Per troppo tempo il rapporto “amministrazione pubblica” e
“principi economici aziendali” è stato considerato un obbrobrio, piuttosto che
una naturale e storica realtà.
La causa di tale errata interpretazione dipende certamente
dal cronico ritardo con cui le scienze economiche hanno concentrato gli studi
nel settore della Pubblica amministrazione. In particolare, quella
dell’Economia aziendale.
Eppure, già nel 1841, Villa, individuava due tipologie di
amministrazione: pubblica e privata a cui si potevano applicare gli stessi
metodi di gestione e contabilità. Nel 1922, con il Besta, si affrontavano i
concetti di azienda di “produzione” e di “consumo”. Poi, nel 1986, Cerboni,
riferendosi ai comini, alle province e allo Stato, parlava di “enti economici”.
Certo, nelle riflessioni storiche mancava una teoria chiara
in grado di porre le amministrazioni pubbliche in un concetto unitario di
azienda. Aspetto risolto nella definizione moderna di economia aziendale.
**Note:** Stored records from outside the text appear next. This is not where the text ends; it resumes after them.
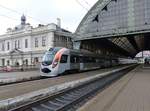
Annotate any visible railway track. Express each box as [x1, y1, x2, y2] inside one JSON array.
[[9, 66, 135, 111]]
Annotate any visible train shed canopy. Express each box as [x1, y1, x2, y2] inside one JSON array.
[[75, 0, 150, 57]]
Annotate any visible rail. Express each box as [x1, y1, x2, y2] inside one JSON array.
[[9, 65, 137, 111]]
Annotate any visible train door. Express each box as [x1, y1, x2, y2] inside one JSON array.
[[70, 55, 80, 70], [58, 54, 70, 73], [79, 56, 84, 70]]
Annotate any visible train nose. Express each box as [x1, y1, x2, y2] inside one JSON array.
[[41, 68, 51, 73]]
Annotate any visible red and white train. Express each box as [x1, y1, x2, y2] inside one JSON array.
[[41, 47, 137, 77]]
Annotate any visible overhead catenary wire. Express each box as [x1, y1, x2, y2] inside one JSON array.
[[0, 14, 18, 21]]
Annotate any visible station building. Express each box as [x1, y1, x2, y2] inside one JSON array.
[[0, 15, 73, 66]]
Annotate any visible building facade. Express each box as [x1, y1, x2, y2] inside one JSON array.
[[0, 15, 73, 66]]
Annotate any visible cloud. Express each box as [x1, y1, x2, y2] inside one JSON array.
[[0, 0, 97, 34]]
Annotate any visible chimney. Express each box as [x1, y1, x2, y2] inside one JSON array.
[[57, 18, 61, 28]]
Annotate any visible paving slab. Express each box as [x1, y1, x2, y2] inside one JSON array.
[[78, 66, 150, 111]]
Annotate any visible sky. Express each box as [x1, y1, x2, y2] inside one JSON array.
[[0, 0, 98, 35]]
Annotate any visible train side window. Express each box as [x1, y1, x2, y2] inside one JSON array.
[[60, 55, 68, 63], [70, 55, 79, 63]]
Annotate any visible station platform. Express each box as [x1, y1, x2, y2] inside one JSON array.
[[78, 65, 150, 111], [0, 66, 124, 100]]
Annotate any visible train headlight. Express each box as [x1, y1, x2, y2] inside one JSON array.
[[52, 61, 58, 68]]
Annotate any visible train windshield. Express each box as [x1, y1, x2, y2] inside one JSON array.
[[42, 48, 60, 65]]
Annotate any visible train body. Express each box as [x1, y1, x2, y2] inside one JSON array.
[[40, 47, 136, 77]]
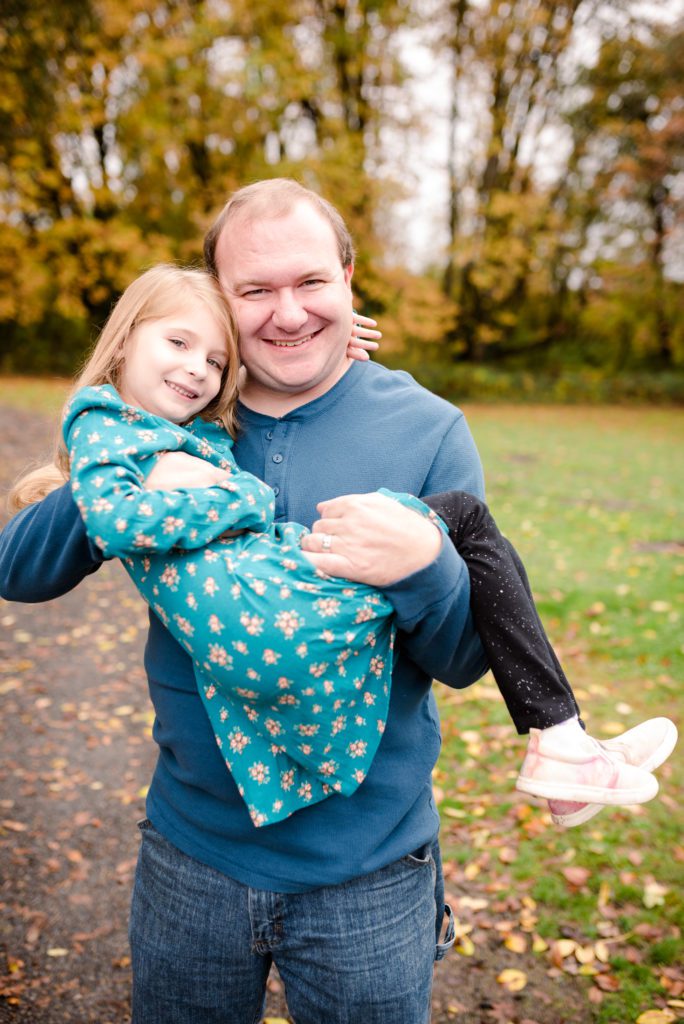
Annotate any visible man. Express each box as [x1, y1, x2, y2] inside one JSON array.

Secondo Zappa, “l’azienda è una coordinazione economica in
atto, istituita e retta per il soddisfacimento dei bisogni umani”. Aziende in
cui si colloca anche l’Amministrazione pubblica in cui il soddisfacimento dei
bisogni avviene in maniera diretta (consumo). Per Onida, “l’azienda è un
complesso economico posto in essere ed operante sistematicamente per il
soddisfacimento, diretto o indiretto, dei bisogni umani”. Stessa cosa per
Amaduzzi e Vianello. Quest’ultimo asserisce chiaramente che “l’azienda è una
organizzazione di persone e di beni indispensabili per il raggiungimento del
fine o dei fini di un ente”.
Oggi, l’Amministrazione pubblica, è definita come “azienda
di erogazione composta”, ossia un’azienda avente la finalità di svolgere sia il
processo di consumo, sia quello di produzione. Diverso il soggetto economico
che nel caso dell’azienda pubblica è la collettività mentre in quella privata è
un gruppo limitato di persone.
Quotidianamente, la Pubblica amministrazione, pone in essere
atti di natura economica: produzione di beni e servizi, raccolta e
trasferimento di mezzi finanziari a fini perequativi, sostegno alle imprese ed
altro ancora. Persegue l’obiettivo dell’equilibrio economico. Sostanzialmente
il riferimento, spesso con tono negativo, alla “aziendalizzazione” della
Pubblica amministrazione è errato in quanto induce a pensare ad un processo di
progressiva trasformazione che è invece nella sua natura.
Nel secondo dopoguerra, le esigenze di ricostruzione in
senso lato, hanno reso necessario un ruolo eccezionale dello Stato. Bisognava
creare un modello sociale, politico ed economico in grado di superare le
anomalie del capitalismo senza cadere nelle profonde contraddizioni del
socialismo reale. È così che si affermava un modello che, nel riconoscere il
valore della libertà e della proprietà privata, gestiva direttamente in modo
massiccio e diffuso funzioni che sarebbero dovute essere del mercato (non dello
Stato e degli Enti periferici).
Piuttosto che limitarsi alla definizione delle regole, in
nome del Welfare State, l’Italia ha applicato una tassazione crescente fino a
divenire asfissiante. Con spirito dirigista ed interventista, ha promesso
infruttuosamente di appagare direttamente gran parte dei bisogni sociali. La
“macchina statale, ha raggiunto dimensioni abnormi ed insostenibili. Ha trasformato
la funzione burocratica da “filtro” a impedimento, fino a perdere completamente
il controllo. Da qui, lo sperpero di denaro pubblico e le logiche clientelari
in un generalizzato sistema di irresponsabilità diffuse. Sono lievitati i costi
e il debito pubblico, conseguentemente la pressione fiscale fino a determinare
una spirale distruttiva.
Il compito della pubblica amministrazione è quello di
operare, in modo coordinato e secondo un sistema unitario, perseguendo i
principi ed i caratteri della gestione aziendali, assicurando efficacia ed
efficienza dell’azione, senza sconfinare in funzioni che non le competono e che
riguardano il mercato (a tutela dei cittadini).
Perciò, anche un Comune che vuole migliorare la funzione
politico sociale, non deve sostituirsi agli operatori privati (spesso
organizzati in associazioni di volontariato) anche perché non ne ha le
competenze, ma deve limitarsi ad indirizzare e sostenere, lasciando a questi la gestione. Allo stesso modo, per l’erogazione
di altri servizi attraverso il più funzionale affidamento esterno.